The day before my class, Tuesday, Oct. 11, Samsung was the top of the Top Stories categories on Google News. At 6 a.m. (U.S. Eastern Daylight Time) the top story was that Samsung was halting production on the Note 7 in the wake of yet more incidents that “replacement” models were also catching fire. By 8 a.m. the top story was that Samsung was permanently discontinuing the model.
As I pointed out to my class, Samsung had even managed to knock Donald Trump off the Top Story perch — no mean feat in the wake of last Sunday night’s debate that followed closely on the revelations of now-infamous Access Hollywood tape.
And yet, on both the Samsung Mobile USA Facebook page and Samsung Mobile US Twitter feed, their “Top Story” was their Gear 360 product. I was stunned at the lack of urgency and timeliness along with the general ineptitude of Samsung’s response. Other than a pinned tweet from Sept. 9 — more than a month ago — that talked about the original Note 7 exchange program, you wouldn’t know that the Note 7 problems were at the top of Samsung’s mind. Other Facebook posts about the original recall dating from mid- to late-September were now totally useless and outdated, having been superseded by recent events.
In fairness, another Samsung Twitter account, Samsung Mobile, had tweeted about the stopping of production. But that tweet was posted on Oct. 12 — the day after the news broke — and that account was not the first one to come up in a Twitter search for “Samsung.” One step that might be in order would be to synchronize all the Samsung Twitter accounts.
Samsung customers were understandably angry, frustrated and concerned about the Note 7. That one Facebook post about Gear 360 was filled with comments asking about the Note 7 instead, including such tidbits as:
- “I’m not okay with this mess,”
- “I just learned how bad Samsung truly is…”

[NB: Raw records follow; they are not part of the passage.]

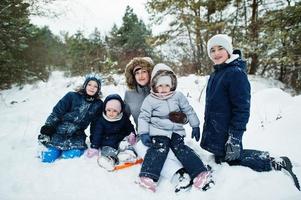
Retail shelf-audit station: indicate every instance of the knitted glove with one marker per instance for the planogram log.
(47, 130)
(92, 152)
(232, 148)
(132, 138)
(44, 139)
(195, 133)
(178, 117)
(145, 138)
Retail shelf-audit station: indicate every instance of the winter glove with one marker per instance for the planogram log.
(232, 148)
(145, 138)
(195, 133)
(132, 138)
(47, 130)
(178, 117)
(92, 152)
(44, 139)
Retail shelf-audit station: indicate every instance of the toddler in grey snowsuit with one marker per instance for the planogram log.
(161, 134)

- “[I]t’s off to [A]pple I go, I’ve been a fan for years but you guys dropped the ball on this device in more ways than one…”
Customers were looking for conversation and answers; they weren’t getting it from Samsung. I don’t think the Facebook post on Gear 360 did that product line any good either, becoming a case of guilt by association. Their Facebook page “About” entry says in part, “Need device help? We’re here for whatever you need.” It’s time for the company to live up to that promise.
As a public relations professional and teacher, I have always stressed the importance of speed, candor, empathy and active engagement whenever an organization confronts a crisis. Social media is an invaluable tool in addressing and managing a crisis, but only if it’s done correctly. Note to Samsung: Get social on the Note 7 crisis and do it now. It’s not only about a single product in one of your many lines. It’s about your company’s brand reputation across the board.
As far as my class goes, reaction fell a little short of my righteous indignation at Samsung’s social shortcomings. Maybe it’s because the bulk of them were iPhone users. Maybe it’s because millenials seem more forgiving of product failures, particular electronic hardware and software. That makes it more challenging for me to convince them of the urgency a company needs to manage a crisis rather than have the crisis manage the company.
Author’s Note: I am not associated with any of Samsung’s competitors. I previously owned a Samsung Galaxy S3 phone and I have a Samsung computer monitor and television. I may soon be in the market for a new TV. What brand should I be looking at?